Mais le secret est éventé. Pris de panique en découvrant que certains conspirateurs font partie des plus hautes classes de la société et des cohortes prétoriennes, donc des milieux proches de la cour impériale, Néron réagit de manière démesurée en faisant exécuter une grande partie de l'aristocratie, dont nombre de sénateurs, peu importe qu'ils soient coupables ou innocents. Au terme de cette vague d'exécutions sommaires qui a duré plusieurs mois, pas un Romain n'a été épargné : chaque habitant a au moins perdu un membre de sa famille ou un ami.
La fin du règne
En septembre 66, le complot une fois réprimé dans le sang, Néron décide de partir en Grèce afin de participer à des concours et démontrer ainsi ses talents artistiques au monde entier. Un voyage bien coûteux... En agissant de la sorte, l'empereur rompt ainsi véritablement avec les valeurs romaines et bouleverse l'ordre établi : Néron fait passer son activité d'artiste avant son rôle d'empereur. Pour une grande partie de la société romaine, c'est une véritable provocation, l'outrage de trop. Son absence fait souffler un vent de révolte au sein des armées en Germanie et en Gaule. Alerté par ces complots en germe, Néron finit par rentrer à Rome en mars 68. Mais il est déjà trop tard : excédées par le comportement de leur empereur qui se conduit comme un histrion et par une pression fiscale toujours plus forte pour assouvir ses dépenses somptuaires, la Gaule puis l'Espagne se soulèvent.
Néron découvre alors qu'il n'a pratiquement plus de partisans, à l'exception de quelques affranchis : les sénateurs, les prétoriens, le peuple de Rome, plus personne ne le soutient, même les armées font défection. En manque d'hommes et d'argent pour réprimer cette révolte, il fuit Rome et se réfugie dans la maison de campagne de son affranchi Phaon. Déclaré "ennemi public" par le sénat, Néron se suicide le 11 juin 68 avec l'aide de son affranchi Épaphrodite. Si l'annonce de la mort de Néron a suscité des réactions de joie parmi les sénateurs, les chevaliers et les aristocrates, une partie du peuple ne peut s'empêcher de regretter la mort de cet empereur qui lui a offert distractions et nourriture.

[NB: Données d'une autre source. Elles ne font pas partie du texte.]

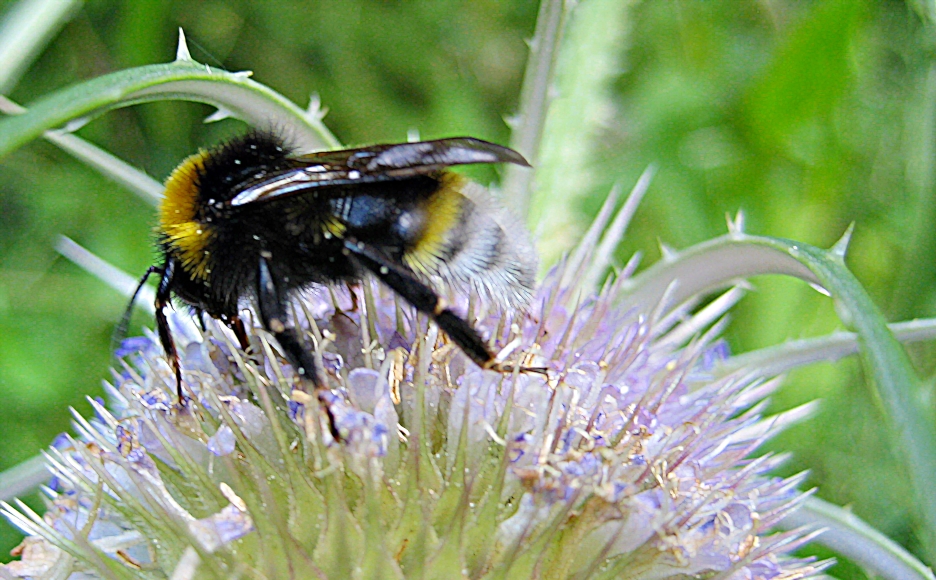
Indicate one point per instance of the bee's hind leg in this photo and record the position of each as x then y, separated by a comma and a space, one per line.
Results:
272, 305
405, 283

Cette biographie, qui se lit comme un roman, met à plat tous les événements et tous les faits qui ont jalonné la vie de Néron à la lumière des sources lues avec un oeil neuf et critique, le tout remis dans le contexte de l'époque, où, ne l'oublions pas, l'utilisation de la violence était couramment admise pour régler ses différents, et permet ainsi de tordre le cou à certaines idées reçues. Catherine Salles souligne ainsi combien son règne est loin d'avoir été négatif : cultivé, sensible et instruit, Néron a encouragé l'innovation, le développement des arts et de l'artisanat ; il a su préserver la paix aux frontières et au sein de la société... Mais fragile sur le plan psychologique, dominé par une mère autoritaire et manipulatrice, en proie à une peur incontrôlable, Néron est devenu au fil des ans, et surtout à partir du moment où ses deux mentors l'ont quitté, suspicieux, anxieux, inquiet et a fini par perdre le sens des réalités, se rêvant artiste et non plus empereur.
D'une plume fluide, claire, précise et sans complaisance, Catherine Salles nous présente ainsi le portrait objectif et dépoussiéré d'un empereur à la personnalité étonnante, avec ses forces et ses faiblesses, même s'il conserve, et ce pour mon plus grand plaisir, ses zones d'ombre.